As for chapter 26 itself, I found it to be quite poignant. Here, you actually see people besides Jeremiah doing something right! But first, Jeremiah goes to the temple and tells the people that unless they turn from their ways, then the Lord "will make this house like Shiloh and this city an object of cursing among all the nations of the earth" (6). Because he said such a negative-sounding thing about his country, Jeremiah was branded as unpatriotic, and everyone seemed to be in agreement that he should die. When the officials heard about all this, they came out to investigate, and both sides pleaded their cases. I especially love Jeremiah's conclusion: "As for me, I am in your hands; do with me whatever you think is good and right. Be assured, however, that if you put me to death, you will bring the guilt of innocent blood upon yourselves and on this city and on those who live in it, for in truth the Lord has sent me to you to speak all these words in your hearing" (14-15).

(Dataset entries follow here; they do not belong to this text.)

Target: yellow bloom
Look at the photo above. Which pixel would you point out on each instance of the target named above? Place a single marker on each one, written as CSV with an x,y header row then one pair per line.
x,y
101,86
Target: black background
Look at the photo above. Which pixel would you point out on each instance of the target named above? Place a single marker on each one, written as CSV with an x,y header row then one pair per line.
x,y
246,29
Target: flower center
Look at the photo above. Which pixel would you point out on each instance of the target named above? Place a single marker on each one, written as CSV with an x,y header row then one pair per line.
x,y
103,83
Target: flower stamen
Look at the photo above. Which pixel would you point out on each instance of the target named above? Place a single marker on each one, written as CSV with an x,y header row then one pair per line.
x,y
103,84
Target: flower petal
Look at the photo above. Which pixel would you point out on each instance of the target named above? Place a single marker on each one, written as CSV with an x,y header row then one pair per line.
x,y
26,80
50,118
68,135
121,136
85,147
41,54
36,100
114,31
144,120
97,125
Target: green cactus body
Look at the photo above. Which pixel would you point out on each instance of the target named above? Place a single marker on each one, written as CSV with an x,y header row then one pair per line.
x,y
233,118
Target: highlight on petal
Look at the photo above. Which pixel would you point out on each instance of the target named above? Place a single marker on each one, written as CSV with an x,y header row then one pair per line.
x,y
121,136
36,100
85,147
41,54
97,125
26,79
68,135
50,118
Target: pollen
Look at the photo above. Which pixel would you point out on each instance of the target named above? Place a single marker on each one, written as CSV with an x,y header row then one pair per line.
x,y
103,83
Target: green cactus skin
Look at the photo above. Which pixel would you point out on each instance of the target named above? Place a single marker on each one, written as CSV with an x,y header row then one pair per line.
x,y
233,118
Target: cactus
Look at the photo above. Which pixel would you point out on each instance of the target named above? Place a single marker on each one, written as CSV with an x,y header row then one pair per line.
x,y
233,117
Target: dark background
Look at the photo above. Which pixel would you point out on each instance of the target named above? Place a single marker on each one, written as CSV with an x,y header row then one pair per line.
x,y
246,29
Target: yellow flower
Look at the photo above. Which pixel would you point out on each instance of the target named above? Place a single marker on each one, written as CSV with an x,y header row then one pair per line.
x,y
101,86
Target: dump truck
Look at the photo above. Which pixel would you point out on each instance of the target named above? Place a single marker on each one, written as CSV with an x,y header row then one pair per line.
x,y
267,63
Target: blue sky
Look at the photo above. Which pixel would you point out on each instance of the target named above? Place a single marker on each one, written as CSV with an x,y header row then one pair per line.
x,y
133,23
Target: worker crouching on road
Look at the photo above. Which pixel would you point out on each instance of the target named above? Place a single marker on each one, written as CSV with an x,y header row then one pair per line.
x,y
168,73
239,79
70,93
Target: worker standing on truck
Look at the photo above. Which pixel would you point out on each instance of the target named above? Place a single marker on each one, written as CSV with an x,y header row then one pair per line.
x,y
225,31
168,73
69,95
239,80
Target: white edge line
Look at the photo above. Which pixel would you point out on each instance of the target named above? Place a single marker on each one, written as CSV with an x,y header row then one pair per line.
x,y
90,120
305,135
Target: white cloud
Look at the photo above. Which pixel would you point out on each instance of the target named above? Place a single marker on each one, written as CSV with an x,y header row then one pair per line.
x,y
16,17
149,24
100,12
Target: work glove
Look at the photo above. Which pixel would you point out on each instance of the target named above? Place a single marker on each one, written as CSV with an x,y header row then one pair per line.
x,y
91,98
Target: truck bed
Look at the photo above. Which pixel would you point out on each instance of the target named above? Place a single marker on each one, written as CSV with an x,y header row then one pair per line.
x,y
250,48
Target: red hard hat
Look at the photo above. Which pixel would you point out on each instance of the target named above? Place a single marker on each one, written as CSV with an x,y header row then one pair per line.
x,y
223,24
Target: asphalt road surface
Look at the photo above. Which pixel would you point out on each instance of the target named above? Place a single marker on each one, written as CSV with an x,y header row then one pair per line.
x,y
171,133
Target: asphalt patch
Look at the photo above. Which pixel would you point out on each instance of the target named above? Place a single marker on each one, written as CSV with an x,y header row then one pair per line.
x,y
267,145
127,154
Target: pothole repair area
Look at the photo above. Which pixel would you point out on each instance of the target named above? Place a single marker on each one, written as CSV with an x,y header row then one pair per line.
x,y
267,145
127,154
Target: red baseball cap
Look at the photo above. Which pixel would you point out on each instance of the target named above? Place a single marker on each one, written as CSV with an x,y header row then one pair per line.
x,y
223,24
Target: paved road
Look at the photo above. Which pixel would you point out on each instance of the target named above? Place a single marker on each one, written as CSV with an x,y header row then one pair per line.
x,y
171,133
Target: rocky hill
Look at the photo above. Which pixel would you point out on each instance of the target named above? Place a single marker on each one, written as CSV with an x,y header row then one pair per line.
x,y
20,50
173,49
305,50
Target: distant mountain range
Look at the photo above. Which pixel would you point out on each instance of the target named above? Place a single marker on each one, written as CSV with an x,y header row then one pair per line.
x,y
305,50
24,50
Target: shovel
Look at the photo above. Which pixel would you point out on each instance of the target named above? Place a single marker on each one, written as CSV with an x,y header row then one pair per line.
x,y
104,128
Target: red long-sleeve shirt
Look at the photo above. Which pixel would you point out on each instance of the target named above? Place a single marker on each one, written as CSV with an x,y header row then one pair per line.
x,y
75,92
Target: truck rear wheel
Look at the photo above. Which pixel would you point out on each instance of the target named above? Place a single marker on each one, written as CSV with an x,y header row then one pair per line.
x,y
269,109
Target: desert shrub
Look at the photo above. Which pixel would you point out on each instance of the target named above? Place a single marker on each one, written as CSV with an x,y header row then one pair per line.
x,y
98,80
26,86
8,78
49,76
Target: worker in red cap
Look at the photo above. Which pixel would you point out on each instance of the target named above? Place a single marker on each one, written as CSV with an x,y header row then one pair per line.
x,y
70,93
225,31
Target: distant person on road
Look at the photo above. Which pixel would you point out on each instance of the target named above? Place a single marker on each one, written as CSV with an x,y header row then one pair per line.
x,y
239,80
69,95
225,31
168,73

Well. Nothing quite makes an impact like a man willing to hand over his life for what he believes. After Jeremiah speaks, the elders totally (and reasonably) side with him, and in the process, prove that they know their history! They point out that Jeremiah has not done anything different from Micah, an earlier prophet from God. And they seem to take Jeremiah's words to heart. Although they don't explicitly say anything about repenting themselves, it is all so hopeful. And that kind of makes it sad, knowing how it all turned out.

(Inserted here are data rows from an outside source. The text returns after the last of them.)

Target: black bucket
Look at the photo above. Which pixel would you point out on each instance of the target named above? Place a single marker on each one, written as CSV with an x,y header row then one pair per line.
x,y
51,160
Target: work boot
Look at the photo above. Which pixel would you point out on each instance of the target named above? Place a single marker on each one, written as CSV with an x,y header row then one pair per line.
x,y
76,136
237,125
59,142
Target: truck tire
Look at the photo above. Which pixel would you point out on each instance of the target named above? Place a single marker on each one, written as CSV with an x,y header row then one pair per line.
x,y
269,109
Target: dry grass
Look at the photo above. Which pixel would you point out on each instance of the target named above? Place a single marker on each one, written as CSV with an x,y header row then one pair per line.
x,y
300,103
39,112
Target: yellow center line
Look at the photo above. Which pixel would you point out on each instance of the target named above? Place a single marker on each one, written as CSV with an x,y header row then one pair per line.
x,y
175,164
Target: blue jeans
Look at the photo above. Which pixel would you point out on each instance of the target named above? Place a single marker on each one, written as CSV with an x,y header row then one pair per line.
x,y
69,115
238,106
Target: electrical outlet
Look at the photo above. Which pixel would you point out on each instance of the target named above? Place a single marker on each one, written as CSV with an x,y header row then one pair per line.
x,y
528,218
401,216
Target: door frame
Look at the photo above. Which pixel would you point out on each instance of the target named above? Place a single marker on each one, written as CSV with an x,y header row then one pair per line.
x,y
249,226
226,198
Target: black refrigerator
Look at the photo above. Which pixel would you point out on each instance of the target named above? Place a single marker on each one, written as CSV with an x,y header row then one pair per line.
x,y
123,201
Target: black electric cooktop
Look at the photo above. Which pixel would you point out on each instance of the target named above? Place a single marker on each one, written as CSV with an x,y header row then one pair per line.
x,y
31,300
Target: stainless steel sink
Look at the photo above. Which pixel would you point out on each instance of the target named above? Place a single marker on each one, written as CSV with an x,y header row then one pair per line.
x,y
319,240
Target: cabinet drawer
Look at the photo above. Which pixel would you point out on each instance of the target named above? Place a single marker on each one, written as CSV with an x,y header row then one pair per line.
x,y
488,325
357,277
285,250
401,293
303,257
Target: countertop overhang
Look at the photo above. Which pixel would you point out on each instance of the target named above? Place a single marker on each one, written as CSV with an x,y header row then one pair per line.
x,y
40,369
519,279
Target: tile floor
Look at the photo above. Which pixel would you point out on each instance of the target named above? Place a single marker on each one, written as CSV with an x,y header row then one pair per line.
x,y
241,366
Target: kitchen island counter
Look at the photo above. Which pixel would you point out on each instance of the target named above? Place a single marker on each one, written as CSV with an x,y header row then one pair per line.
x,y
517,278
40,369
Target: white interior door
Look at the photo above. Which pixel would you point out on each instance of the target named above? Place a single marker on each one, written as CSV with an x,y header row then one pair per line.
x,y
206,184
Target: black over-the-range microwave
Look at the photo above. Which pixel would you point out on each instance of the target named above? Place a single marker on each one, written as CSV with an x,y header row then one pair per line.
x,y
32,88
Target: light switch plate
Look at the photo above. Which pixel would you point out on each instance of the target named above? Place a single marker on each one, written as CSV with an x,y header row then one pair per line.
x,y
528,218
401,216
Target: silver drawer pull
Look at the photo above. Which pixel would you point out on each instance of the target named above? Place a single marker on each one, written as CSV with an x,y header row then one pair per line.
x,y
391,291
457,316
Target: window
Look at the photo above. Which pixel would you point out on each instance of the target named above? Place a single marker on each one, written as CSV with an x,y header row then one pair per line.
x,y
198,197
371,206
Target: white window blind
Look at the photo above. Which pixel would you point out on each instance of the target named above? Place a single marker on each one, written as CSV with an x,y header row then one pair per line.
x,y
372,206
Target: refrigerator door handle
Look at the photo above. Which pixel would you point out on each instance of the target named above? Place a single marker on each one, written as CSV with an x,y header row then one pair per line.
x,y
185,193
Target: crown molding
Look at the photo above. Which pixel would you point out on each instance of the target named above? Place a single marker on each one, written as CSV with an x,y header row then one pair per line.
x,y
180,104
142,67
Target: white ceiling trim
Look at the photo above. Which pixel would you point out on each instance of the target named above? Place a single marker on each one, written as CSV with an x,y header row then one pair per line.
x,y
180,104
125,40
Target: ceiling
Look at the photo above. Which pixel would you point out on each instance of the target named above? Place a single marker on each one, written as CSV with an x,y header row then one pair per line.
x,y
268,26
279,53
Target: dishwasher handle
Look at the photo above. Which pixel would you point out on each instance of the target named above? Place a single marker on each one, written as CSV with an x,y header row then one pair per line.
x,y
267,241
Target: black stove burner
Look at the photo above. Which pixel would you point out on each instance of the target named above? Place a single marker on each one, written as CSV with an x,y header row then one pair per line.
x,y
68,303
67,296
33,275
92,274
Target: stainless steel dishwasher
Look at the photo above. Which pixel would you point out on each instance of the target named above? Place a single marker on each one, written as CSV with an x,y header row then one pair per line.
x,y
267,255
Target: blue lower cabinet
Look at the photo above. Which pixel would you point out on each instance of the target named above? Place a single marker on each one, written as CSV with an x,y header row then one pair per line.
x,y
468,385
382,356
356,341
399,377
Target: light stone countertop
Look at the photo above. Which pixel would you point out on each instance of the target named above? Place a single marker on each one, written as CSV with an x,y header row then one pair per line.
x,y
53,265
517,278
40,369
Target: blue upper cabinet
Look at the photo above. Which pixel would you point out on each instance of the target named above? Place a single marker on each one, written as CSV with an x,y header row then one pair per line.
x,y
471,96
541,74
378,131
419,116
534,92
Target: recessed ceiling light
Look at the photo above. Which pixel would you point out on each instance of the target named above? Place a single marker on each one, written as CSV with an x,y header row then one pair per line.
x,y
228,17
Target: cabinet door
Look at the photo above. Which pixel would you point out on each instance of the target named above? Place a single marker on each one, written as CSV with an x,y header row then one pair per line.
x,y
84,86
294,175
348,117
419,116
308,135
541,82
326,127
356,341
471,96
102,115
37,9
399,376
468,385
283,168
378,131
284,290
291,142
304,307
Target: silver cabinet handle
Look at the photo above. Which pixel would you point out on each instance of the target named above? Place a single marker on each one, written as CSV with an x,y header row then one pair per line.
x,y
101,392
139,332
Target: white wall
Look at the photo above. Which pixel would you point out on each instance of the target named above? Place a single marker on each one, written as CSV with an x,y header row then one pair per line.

Chapter 27 comes much later in the timeline of Jeremiah, according to my chronology. This time, Jeremiah sends messages to various nations via their envoys to Zedekiah. Can you imagine the impertinence? I bet Zedekiah was sooo mad when he found out that someone was claiming to be a representative of God and was communicating with other nations through envoys sent to him, without his approval. And from the message itself, you'd think Jeremiah was Babylonian! He forecasts Nebuchadnezzar's power and advises everyone to bow down and submit to him. It all sounds crazy, but understanding it from Scripture's perspective, Jeremiah is trying to save lives here. He's saying, "Look, this is going to happen. Submit to God's plan, and you will live." God's plan may not have looked the way they wanted it to look, but it certainly beat total destruction!
NT: 2 Thess. 3:1-18
Paul continues to encourage the church in the midst of persecution, and he concludes with a nice blessing: "May the Lord direct your hearts into God's love and Christ's perseverance" (5).

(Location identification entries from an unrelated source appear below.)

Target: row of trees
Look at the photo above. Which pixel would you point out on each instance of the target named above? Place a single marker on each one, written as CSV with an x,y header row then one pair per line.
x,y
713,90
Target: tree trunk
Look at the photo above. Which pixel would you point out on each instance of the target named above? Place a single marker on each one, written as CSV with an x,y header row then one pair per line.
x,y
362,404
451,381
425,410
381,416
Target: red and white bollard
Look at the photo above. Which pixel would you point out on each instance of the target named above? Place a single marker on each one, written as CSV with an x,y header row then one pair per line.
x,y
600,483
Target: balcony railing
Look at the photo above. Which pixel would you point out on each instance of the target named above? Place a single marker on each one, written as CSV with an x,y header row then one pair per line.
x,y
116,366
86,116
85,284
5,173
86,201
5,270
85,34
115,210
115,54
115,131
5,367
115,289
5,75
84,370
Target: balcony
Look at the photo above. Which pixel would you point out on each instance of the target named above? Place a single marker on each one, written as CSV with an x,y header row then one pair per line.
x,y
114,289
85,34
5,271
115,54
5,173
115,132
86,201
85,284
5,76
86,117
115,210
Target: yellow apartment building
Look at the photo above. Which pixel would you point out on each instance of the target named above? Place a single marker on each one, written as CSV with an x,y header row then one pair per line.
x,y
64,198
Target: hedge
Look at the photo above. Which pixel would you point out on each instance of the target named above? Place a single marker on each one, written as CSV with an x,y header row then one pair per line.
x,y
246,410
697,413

The rest of this section is used by Paul to warn the Thessalonians against idleness. He prescribes hard work for them, and reminds them of a rule that he gave them: "If a man will not work, he shall not eat." I am all for that, but b/c this verse has been used for such a variety of purposes, I would also like to point out that, like all of Paul's instructions, this one was intended specifically for those in the church. That said, I also believe it makes for a pretty good rule in general, but I don't think it should ever become an excuse to not help the poor. I don't advocate enabling people's bad habits, but I also don't think that we should become cynical against poor people just because some take advantage of the generosity of others. I need that reminder, as I have been known to err on the side of cynicism sometimes.
I love verse 13: "As as for you, brothers, never tire of doing what is right."
Lastly, I thought that the verses regarding church discipline were interesting (14-15). This is not the first time that Paul has recommended that we shun people. I see where he is coming from, but I think that we as a church have had a hard time applying that today. So often, that type of judgment and "punishment" seems so hypocritical and hateful. Clearly, Paul's purpose is the restoration of the person, and yet, often that kind of treatment pushes them away. I don't know. I just don't know how to apply this type of instruction.
Another psalm by the Sons of Korah, in which they plead with God to turn from his wrath and to "revive us again" (6).
On the importance of moderation. There is such thing as too much of a good thing!